Gereç ve Yöntem: Çalışmada A2780, PC-3 ve LNCaP hücre hatları kullanıldı. Tüm hücre hatları ACA’nın 1 μM, 5 μM, 25 μM, 50 μM ve 100 μM’lik konsantrasyonları ile 24 saat süreyle inkübe edildi. Hücre canlılığında meydana gelen değişiklikler 3-(4,5-dimetiltiazol-2-il)-2,5-difeniltetrazolyum bromid (MTT) yöntemiyle incelendi. MTT deney sonuçlarına göre inhibe edici logaritmik konsantrasyon 50 (LogIC₅₀) değerleri hesaplandı.

Bulgular: 24 saat süreyle ACA ile inkübe edilen kanser hücrelerinin (A2780, PC-3 ve LNCaP) canlılıklarında önemli azalmalar olduğu görüldü (P<0.05). ACA’nın kültür ortamına eklenen tüm konsantrasyonlarının A2780 hücre canlılığında azalmaya neden olduğu (P<0.05), PC-3 ve LNCaP hücrelerinde ise ACA’nın 1 μM hariç tüm konsantrasyonlarının 24 saat süreyle hücre canlılığını azalttığı tespit edildi (P<0.05). Ayrıca LogIC₅₀ değerlerine bakıldığında ACA’nın daha düşük konsantrasyonda en güçlü sitotoksik aktiviteye LNCaP hücreleri üzerinde gösterdiği belirlendi.

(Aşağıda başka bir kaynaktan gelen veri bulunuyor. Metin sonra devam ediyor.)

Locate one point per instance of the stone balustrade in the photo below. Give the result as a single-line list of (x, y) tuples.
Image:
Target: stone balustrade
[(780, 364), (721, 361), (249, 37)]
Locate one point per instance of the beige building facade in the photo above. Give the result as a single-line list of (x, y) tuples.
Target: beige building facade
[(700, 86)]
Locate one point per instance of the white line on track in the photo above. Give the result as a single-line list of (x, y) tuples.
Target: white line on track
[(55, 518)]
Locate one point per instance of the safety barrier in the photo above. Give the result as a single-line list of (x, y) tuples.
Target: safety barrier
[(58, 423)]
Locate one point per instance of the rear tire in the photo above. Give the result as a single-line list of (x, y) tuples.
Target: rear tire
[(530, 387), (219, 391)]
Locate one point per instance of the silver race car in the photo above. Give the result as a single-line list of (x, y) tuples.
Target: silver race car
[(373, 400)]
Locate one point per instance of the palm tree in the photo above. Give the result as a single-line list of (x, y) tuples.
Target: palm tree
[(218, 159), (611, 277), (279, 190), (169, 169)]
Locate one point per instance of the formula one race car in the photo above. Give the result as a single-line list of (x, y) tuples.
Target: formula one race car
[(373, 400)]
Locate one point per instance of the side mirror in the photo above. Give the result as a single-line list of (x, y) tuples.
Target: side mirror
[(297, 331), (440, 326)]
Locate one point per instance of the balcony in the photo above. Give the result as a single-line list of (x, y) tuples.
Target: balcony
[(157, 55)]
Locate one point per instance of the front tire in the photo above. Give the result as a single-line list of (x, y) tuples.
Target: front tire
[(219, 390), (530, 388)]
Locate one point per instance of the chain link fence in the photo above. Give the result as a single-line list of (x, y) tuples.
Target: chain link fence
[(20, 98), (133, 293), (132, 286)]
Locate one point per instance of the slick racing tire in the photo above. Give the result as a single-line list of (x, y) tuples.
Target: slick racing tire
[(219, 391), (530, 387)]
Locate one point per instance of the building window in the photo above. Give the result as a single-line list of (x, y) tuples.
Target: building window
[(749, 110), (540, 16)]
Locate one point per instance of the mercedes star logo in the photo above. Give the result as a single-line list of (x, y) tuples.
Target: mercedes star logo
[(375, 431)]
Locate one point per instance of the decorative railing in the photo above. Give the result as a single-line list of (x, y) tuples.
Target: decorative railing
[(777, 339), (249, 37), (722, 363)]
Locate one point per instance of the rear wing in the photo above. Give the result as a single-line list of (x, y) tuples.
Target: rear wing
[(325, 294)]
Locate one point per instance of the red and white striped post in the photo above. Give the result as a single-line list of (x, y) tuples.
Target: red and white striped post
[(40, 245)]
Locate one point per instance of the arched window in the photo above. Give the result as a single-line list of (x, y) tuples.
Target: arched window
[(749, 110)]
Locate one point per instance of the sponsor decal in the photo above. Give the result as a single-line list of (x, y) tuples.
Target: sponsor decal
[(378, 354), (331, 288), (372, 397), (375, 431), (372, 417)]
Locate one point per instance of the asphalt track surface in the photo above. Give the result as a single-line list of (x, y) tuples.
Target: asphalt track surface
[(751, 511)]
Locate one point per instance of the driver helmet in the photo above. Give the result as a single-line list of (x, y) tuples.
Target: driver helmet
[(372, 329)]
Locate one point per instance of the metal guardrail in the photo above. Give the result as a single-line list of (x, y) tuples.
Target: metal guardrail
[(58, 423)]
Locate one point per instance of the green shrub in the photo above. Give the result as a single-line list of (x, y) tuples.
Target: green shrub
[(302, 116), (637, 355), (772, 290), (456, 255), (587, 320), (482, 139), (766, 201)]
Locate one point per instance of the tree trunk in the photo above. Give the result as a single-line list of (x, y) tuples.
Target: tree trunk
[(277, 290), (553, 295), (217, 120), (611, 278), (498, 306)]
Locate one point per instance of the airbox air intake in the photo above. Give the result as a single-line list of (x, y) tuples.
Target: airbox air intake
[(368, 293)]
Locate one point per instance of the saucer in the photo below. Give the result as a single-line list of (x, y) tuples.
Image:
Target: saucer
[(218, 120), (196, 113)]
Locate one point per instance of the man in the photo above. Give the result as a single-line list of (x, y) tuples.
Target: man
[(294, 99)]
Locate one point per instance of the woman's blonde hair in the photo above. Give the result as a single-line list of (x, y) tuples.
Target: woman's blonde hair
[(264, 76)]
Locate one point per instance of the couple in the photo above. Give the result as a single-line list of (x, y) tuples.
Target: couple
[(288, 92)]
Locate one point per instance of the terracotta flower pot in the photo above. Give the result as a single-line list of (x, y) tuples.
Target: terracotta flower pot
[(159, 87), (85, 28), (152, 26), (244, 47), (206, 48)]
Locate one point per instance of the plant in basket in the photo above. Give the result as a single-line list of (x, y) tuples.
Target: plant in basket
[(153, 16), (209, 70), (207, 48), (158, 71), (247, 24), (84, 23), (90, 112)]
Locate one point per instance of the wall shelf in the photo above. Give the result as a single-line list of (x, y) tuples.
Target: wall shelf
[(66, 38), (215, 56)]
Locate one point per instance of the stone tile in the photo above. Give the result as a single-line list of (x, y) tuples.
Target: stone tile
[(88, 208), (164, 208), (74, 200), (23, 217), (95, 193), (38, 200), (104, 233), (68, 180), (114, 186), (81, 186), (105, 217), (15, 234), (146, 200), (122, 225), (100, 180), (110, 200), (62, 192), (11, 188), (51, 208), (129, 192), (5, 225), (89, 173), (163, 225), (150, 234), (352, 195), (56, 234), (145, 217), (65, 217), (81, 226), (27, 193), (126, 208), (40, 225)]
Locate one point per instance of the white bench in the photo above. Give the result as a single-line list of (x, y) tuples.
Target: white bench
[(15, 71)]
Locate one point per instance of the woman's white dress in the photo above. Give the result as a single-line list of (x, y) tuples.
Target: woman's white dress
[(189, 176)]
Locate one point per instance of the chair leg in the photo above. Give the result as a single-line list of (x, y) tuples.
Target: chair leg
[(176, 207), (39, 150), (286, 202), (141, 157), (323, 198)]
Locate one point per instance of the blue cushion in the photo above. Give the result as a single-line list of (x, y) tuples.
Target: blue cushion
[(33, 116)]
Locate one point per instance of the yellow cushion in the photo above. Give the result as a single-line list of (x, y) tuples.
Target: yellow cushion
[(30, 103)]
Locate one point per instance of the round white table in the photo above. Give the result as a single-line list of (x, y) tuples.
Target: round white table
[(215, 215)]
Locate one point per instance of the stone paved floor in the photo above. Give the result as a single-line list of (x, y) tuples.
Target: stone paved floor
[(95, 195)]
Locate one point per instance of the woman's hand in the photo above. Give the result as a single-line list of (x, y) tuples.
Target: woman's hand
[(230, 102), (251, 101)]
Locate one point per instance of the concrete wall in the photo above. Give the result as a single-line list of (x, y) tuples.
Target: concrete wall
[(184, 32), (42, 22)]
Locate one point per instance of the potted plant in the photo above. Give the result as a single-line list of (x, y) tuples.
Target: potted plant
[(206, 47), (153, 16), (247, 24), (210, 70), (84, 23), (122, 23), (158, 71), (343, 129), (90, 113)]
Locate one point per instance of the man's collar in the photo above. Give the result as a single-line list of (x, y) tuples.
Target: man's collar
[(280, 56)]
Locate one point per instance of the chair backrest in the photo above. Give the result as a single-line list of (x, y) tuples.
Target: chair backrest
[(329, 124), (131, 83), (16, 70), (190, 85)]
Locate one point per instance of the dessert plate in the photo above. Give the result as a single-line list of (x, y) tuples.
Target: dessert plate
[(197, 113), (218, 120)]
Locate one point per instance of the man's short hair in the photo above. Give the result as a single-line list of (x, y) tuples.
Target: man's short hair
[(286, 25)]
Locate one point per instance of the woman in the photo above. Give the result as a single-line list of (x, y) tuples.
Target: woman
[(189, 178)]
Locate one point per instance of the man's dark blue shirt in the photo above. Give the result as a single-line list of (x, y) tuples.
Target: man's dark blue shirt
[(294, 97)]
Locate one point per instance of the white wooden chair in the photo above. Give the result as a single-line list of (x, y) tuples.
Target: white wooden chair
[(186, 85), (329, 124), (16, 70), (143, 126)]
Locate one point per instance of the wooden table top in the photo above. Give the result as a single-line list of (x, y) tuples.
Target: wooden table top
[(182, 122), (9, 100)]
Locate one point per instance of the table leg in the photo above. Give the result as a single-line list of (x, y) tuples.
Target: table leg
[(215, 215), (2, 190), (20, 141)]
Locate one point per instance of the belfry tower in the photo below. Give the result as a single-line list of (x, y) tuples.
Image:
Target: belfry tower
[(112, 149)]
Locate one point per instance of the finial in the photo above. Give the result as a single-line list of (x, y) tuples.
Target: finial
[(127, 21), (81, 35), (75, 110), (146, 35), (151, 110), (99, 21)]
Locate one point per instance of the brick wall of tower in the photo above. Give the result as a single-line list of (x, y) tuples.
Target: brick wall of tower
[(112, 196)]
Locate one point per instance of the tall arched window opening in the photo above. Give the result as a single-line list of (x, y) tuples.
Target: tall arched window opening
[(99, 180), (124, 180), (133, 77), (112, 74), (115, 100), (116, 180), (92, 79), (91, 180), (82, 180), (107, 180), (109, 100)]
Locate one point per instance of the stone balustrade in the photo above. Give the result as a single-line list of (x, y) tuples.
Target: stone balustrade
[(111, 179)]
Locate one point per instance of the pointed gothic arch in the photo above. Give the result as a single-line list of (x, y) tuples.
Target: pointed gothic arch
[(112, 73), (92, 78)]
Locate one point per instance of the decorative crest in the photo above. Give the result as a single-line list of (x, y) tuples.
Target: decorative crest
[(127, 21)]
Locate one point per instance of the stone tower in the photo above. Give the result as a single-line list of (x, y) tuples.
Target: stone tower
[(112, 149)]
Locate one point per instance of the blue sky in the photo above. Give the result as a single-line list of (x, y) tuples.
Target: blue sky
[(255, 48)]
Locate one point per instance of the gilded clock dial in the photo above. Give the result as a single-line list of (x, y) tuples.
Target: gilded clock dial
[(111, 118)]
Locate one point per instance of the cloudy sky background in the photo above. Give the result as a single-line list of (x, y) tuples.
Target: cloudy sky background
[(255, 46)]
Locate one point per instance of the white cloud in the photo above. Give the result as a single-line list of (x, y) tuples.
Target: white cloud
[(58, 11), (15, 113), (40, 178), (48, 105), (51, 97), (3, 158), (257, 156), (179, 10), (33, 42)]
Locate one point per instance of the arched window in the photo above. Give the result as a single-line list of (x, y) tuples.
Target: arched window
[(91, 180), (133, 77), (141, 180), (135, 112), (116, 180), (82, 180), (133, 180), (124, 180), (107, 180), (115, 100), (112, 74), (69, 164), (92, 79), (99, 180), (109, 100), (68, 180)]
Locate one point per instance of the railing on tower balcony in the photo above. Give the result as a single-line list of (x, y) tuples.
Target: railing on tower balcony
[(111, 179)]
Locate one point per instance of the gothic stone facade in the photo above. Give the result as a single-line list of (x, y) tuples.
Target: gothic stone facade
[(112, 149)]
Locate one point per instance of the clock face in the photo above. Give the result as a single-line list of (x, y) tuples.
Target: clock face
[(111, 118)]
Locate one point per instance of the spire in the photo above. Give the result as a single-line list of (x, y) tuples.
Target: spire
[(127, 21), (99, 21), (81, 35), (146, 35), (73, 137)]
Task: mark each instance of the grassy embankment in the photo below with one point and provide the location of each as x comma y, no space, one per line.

Sonuç: ACA’nın A2780, PC-3 ve LNCaP hücreleri üzerinde sitotoksik aktiviteye sahip olduğu görüldü. Bu durum ACA’nın antitümör özelliğe sahip olduğunu ortaya koymaktadır

N-(p-amylcinnamoyl) antranilik asit (ACA) hem Transient Receptor Potential Melastatin-2 (TRPM2) hem de Fosfolipaz A2 (PLA2) inbitörüdür ^4,5. Transient Receptor Potential (TRP) kanal ailesinin bir üyesi olan Transient Receptor Potential Melastatin (TRPM) kanalları, hücre proliferasyonu ve hayatta kalımı ile ilgili önemli rollere sahiptir ⁶. TRPM kanallarının 8 üyesinden biri olan TRPM2 kanalları kalsiyum (Ca⁺⁺) geçirgen non-selektif katyon kanalıdır. Adenozin difosfat riboz (ADPR) ve oksidatif stresle aktive edilir. Kanalın oksidatif stresle aktive olmasıyla hücre içi Ca⁺⁺ seviyesi düzenlenir. Aynı zamanda bu durumun hücre hasarıyla ilişkili olduğu düşünülmektedir ⁷. TRP süperailesinin birçok patoloji için tedaviye yönelik potansiyeli gün geçtikçe ortaya çıkmaktadır. Yakın zamanda yapılan çalışmalarda TRP kanallarının çeşitli insan kanser tipleri ile ilgili önemli rolleri olduğu gösterilmiştir ^8-10. TRPM2 kanal ekspresyonunun bazı kanser türlerinde arttığı gösterilmiştir ¹¹.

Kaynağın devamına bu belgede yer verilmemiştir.